Moreno, of course, visited the Dolphins on Friday. Although he left team headquarters without a deal, the Dolphins and Moreno’s agent remain in discussions. The Dolphins’ interest in Moreno is clearly legitimate while any interest in Jones-Drew has yet to be confirmed or denied.
However, the longer the Dolphins go without coming to terms with Moreno the less likely an agreement is to be reached, and the possibility of Hickey turning his attention elsewhere will increase.
The next back in line would surely be Jones-Drew, who is more accomplished than any runner left on the market. But would leaving the table in discussions with Moreno to court Jones-Drew be the right play for the Dolphins?
Like similar questions this time of year, the correct answer is far from obvious and requires digging beyond the box score. Moreno is the younger back, and acquiring fresh legs is oftentimes half the battle at a position with such a fleeting shelf life.
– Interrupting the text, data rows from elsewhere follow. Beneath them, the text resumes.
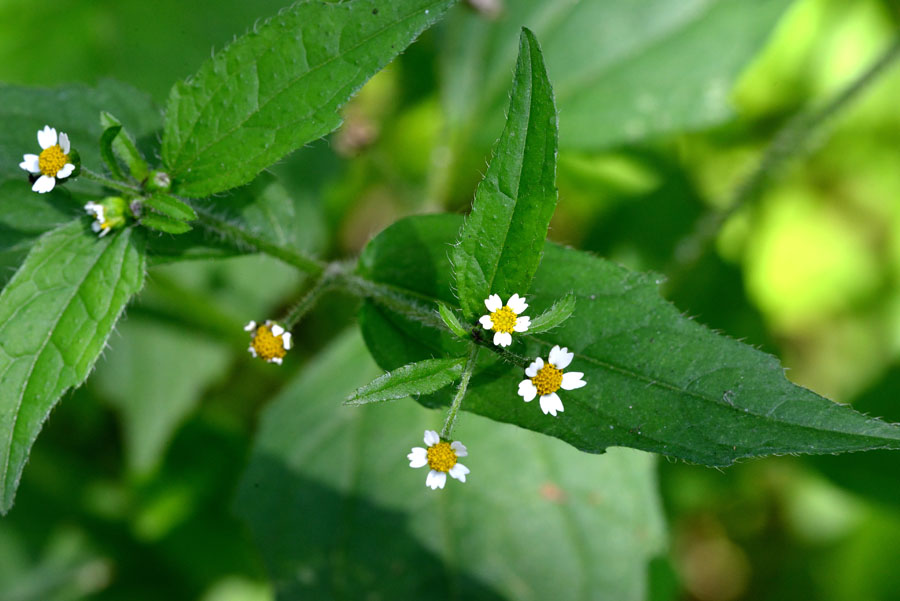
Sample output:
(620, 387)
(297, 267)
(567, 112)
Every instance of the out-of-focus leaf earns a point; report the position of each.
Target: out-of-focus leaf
(55, 317)
(501, 240)
(656, 380)
(338, 513)
(280, 87)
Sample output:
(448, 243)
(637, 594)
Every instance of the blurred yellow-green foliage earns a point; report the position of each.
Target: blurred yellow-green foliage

By comparison, Jones-Drew is over two years older, has played three more seasons and has accrued 959 more carries than Moreno.
Moreno was also the more productive player in 2013, racking up over 1,500 yards of total offense while Jones-Drew tallied a mere 803 rushing yards on a career-low 3.4 yards per carry.
To say that Moreno’s supporting cast was superior to Jones-Drew’s would be an understatement to put in mildly, though. On the Denver Broncos, Moreno benefited from running against soft fronts geared towards containing the NFL‘s most prolific passing attack and behind an offensive line that ranked eight in run blocking efficiency according to Pro Football Focus.
Jones-Drew, on the other hand, was forced to make do versus stacked boxes and behind a Jacksonville Jaguars offensive line that finished dead last in run blocking efficiency with the lowest collective grade since Pro Football Focus’ induction in 2007.
Jones-Drew is also the more dependable back in passing situations. According to Pro Football Focus, he boasted a 100 percent pass blocking efficiency rating in 2013 — first in the NFL and only the second perfect grade in Pro Football Focus history. Moreno would be an upgrade over Daniel Thomas in pass protection but might be a bit overrated in the area, ranking 28th in blocking efficiency among qualifying backs last season.
As far as catching passes, Moreno saw a huge spike in receiving production thanks to Peyton Manning, but he isn’t the proven commodity Jones-Drew is as a receiver. Jones-Drew has recorded over 300 yards receiving in every season but one as a pro.
When equipped with more competent blocking and quarterback play, Jones-Drew has proven himself as a productive runner, receiver and a dependable blocker — essentially, the complete package. Contrarily, Moreno was likely the product of the Broncos’ incredible offense as opposed to an emerging star in 2013.
Maybe Jones-Drew has begun an irreversible decline, like many backs his age have fell victim to, but there’s good reason to believe his disappointing campaign in 2013 had more to do with the Jaguars’ ineptitude than his individual regression. With a revamped offensive line, the Dolphins could provide Jones-Drew with an opportunity to rebound in 2014.
As the older runner, Jones-Drew would be nothing more than a stopgap fix in Miami’s backfield, but he’s a better back than Moreno today and could realistically remain so for one or two more years. If the Dolphins are going to add a veteran running back this offseason, Jones-Drew should be the target.